Quelques idées en vrac pour organiser tout ça
Au-delà du déroulement des ateliers, il y a quelques trucs qui peuvent aider.
- Faire critiquer les solutions d’un groupe par un autre groupe, puis faire tourner les groupes. Le groupe reprenant le travail d’un autre en suite pour l’améliorer et le continuer.
- Chaque groupe présente son travail à tour de rôle. Les autres peuvent critiquer mais uniquement en posant des questions. Cela évite les critiques trop directes et oblige à réfléchir avant de poser la question.
- Prévoir une phase d’idéation, puis une phase de tri des idées, avant de finir sur une phase de convergence et de consolidation.
- Pensez aux pauses, toutes les deux heures ! Comme sur la route, pour les mêmes problèmes d’attention.
- Prévoir un icebreaker, un exercice pour se mettre en route et faire en sorte que les participants fassent connaissance. Ça ne doit pas durer plus 10 minutes et être assez ludique mais aussi sortir un peu de la zone de confort. Par exemple, vider ses poches et en expliquer le contenu, dessiner rapidement quelqu’un du groupe, dire son superpouvoir et sa kryptonite.
Des fois ça marche, des fois ça ne marche pas.
Oui, des fois ça marche et puis la fois d’après on fait le même atelier avec un public semblable et ça ne marche pas ou pas aussi bien. On ne sait pas trop pourquoi. Ce que j’ai pu observer que :
- Il faut éviter de cassure dans le rythme et le processus de conception. Si vous partez sur une première piste de conception, puis un moment vous prenez un autre angle d’attaque, ça va être difficile de faire converger les deux.
- Des choses évidentes pour vous, ne le sont pas pour les autres. Dès que vous demandez aux participants de concevoir des choses et de les dessiner ça va devenir compliqué pour pas mal de monde. Ils font donc donner des aides, voir tenir le crayon ce qui est un peu dommage dans bien des cas.
- Ça marche, ça ne marche pas. Il faut parfois peu de chose pour que ça ne fonctionne pas, un participant grognon ou boulet. Des groupes mal assortis. Et des fois on ne sait pas pourquoi ça ne marche pas.

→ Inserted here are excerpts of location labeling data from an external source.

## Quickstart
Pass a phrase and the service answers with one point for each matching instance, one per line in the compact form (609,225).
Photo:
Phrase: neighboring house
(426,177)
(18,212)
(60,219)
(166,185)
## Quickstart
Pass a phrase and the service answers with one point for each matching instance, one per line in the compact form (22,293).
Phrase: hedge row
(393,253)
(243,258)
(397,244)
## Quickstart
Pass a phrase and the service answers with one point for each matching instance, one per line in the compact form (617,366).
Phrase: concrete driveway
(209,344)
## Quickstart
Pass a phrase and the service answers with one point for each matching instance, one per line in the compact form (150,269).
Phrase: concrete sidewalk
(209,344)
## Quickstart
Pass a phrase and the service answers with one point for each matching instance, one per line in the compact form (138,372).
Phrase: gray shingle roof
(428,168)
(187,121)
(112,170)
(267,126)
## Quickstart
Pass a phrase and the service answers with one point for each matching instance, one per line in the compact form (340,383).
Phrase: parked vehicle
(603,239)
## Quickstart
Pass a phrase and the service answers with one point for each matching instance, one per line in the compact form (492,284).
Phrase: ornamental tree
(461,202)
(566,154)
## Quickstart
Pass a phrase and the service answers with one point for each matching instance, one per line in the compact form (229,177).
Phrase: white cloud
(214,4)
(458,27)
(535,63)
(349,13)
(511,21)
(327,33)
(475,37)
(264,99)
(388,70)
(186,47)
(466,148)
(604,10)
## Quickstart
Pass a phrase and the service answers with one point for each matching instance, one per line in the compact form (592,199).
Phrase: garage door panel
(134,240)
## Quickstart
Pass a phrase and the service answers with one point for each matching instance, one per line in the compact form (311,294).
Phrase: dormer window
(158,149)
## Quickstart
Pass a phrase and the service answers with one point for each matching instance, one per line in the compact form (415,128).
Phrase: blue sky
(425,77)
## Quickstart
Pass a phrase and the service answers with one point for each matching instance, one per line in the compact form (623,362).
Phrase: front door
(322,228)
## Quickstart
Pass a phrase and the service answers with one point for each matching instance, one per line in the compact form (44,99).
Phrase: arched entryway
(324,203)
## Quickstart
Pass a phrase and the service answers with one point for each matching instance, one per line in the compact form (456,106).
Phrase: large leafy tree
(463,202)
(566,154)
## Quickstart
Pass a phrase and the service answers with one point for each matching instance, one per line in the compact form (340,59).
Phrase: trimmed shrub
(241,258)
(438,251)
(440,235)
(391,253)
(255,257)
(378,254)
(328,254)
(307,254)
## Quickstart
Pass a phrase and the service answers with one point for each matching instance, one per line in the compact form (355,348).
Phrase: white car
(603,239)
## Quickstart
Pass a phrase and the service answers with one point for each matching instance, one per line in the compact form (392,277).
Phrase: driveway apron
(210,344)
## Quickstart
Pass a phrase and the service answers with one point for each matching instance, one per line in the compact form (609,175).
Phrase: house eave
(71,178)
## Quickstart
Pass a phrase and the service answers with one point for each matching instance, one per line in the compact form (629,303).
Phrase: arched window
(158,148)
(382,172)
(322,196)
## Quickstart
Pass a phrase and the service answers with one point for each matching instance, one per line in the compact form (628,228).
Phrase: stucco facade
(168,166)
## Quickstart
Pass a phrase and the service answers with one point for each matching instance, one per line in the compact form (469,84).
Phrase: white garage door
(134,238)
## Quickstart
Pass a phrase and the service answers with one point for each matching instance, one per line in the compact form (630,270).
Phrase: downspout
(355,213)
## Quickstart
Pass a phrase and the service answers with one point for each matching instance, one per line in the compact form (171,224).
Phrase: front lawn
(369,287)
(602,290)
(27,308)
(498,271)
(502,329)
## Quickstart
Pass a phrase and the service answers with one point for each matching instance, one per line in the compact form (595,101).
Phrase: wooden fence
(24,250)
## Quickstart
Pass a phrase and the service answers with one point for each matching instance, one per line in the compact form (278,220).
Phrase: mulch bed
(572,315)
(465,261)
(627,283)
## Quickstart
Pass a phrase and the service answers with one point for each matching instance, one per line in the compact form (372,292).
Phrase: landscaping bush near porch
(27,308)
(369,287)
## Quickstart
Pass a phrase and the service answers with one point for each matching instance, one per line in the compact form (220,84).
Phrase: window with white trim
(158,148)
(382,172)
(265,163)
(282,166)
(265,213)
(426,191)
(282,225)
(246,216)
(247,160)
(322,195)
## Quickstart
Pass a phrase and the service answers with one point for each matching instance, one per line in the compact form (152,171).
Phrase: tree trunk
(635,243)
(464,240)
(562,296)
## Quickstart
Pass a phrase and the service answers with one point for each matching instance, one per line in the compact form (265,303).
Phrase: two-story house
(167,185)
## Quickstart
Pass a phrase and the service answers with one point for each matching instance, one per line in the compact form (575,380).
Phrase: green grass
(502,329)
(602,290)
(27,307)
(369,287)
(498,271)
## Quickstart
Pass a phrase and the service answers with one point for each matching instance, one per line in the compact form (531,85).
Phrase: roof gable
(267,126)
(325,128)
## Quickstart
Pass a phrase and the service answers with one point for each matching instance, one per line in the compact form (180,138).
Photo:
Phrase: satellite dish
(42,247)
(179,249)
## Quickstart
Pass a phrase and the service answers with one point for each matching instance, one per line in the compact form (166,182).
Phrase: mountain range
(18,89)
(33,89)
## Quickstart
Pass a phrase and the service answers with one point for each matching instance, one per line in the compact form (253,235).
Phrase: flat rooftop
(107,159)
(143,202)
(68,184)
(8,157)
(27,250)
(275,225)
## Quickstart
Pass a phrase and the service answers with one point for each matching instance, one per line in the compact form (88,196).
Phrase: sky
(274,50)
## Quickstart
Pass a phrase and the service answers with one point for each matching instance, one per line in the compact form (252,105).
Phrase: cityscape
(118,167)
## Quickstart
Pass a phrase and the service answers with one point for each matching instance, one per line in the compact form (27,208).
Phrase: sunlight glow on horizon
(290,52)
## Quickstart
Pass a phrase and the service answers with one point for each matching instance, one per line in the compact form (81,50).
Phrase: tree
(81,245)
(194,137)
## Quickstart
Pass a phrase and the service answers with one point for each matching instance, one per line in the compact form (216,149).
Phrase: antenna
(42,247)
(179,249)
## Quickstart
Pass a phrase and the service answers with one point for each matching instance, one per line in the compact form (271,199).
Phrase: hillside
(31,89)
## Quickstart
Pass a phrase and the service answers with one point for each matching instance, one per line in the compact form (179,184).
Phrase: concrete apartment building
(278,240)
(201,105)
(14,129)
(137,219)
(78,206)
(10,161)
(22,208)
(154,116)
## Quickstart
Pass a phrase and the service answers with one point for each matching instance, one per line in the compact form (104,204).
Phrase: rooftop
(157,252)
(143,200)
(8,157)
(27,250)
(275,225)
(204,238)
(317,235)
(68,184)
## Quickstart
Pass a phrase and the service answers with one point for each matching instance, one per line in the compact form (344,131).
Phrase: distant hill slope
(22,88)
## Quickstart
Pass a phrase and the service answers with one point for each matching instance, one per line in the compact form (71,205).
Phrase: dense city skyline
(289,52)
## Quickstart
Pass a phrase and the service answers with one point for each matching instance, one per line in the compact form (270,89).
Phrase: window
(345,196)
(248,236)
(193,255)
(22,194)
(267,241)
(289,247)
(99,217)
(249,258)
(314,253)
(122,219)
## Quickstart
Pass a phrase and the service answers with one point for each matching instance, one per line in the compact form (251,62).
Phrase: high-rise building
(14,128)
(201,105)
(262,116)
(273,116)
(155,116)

- Changer de stratégie à la volée, et changer le plan de l’atelier en cours de route, c’est possible mais risqué. « Y en a qui ont essayé » Il faut le faire quand vous voyez que ça bloque ou que ça va droit dans le mur, mais c’est souvent trop tard. Dans ces cas, je conseille d’utiliser le temps d’une pause pour revoir le plan et peut-être en discuter avec certains de vos interlocuteurs.
Pour finir
Oui, pour finir un atelier je vous conseille de faire un ROTI (Return on Training/Time Investment) de manière très simple. chaque participant lève la main en notant de 0 à 5 l’atelier. 0 : il a perdu son temps, 5 : il est super content. Vous comptez rapidement le nombre de doigt levé et vous faites la moyenne. En dessous de 3, vous pouvez largement vous remettre en cause.